Created attachment 239959 [details] Git-formatted patch
Port maintainer or someone else, can you have a look? I can easily rebase and create patches for other LTS versions as well.
Greg, any chance to look at this since you are back now?
Raised https://reviews.freebsd.org/D42720
A commit in branch main references this bug: URL: https://cgit.FreeBSD.org/ports/commit/?id=d901bf5df9d22af271582c28d9dc279a6794f3d0 commit d901bf5df9d22af271582c28d9dc279a6794f3d0 Author: Michael Osipov <michaelo@FreeBSD.org> AuthorDate: 2023-11-22 13:08:23 +0000 Commit: Michael Osipov <michaelo@FreeBSD.org> CommitDate: 2024-02-09 19:52:07 +0000 java/openjdk*: Allow users to specify an alternative cacerts file Similar to certificate management with certctl(8) users can use custom enterprise CAs. These need to be assembled into a custom cacerts file. Therefore, an admin can install a custom truststore to an arbitrary location and have the OpenJDK port symlink to it by adding OPENJDK_SYMLINK_CACERTS to make.conf. E.g., OPENJDK_SYMLINK_CACERTS=/usr/local/etc/ssl/cacerts.
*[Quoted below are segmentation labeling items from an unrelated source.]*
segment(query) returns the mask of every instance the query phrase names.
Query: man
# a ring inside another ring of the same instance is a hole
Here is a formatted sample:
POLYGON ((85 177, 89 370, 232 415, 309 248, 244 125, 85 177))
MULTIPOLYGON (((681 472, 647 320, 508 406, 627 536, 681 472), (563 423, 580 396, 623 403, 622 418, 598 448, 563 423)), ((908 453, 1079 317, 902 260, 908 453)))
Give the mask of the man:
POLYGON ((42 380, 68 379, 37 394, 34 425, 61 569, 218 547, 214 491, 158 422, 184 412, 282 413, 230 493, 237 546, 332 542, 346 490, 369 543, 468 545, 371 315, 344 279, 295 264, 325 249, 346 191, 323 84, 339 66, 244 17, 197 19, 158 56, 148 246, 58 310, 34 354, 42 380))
PR: 229329 Approved by: jrm (mentor), otis (mentor), glewis Differential Revision: https://reviews.freebsd.org/D42720 java/openjdk11/Makefile | 7 +++++++ java/openjdk17/Makefile | 7 +++++++ java/openjdk21/Makefile | 7 +++++++ java/openjdk8/Makefile | 5 +++++ 4 files changed, 26 insertions(+)
After almost six years this change has landed in ports. You need to build a custom port with the make variable set. A better approach can be implemented when OpenSSL 3.2 is in base which can create Java-aware truststores from the system truststores.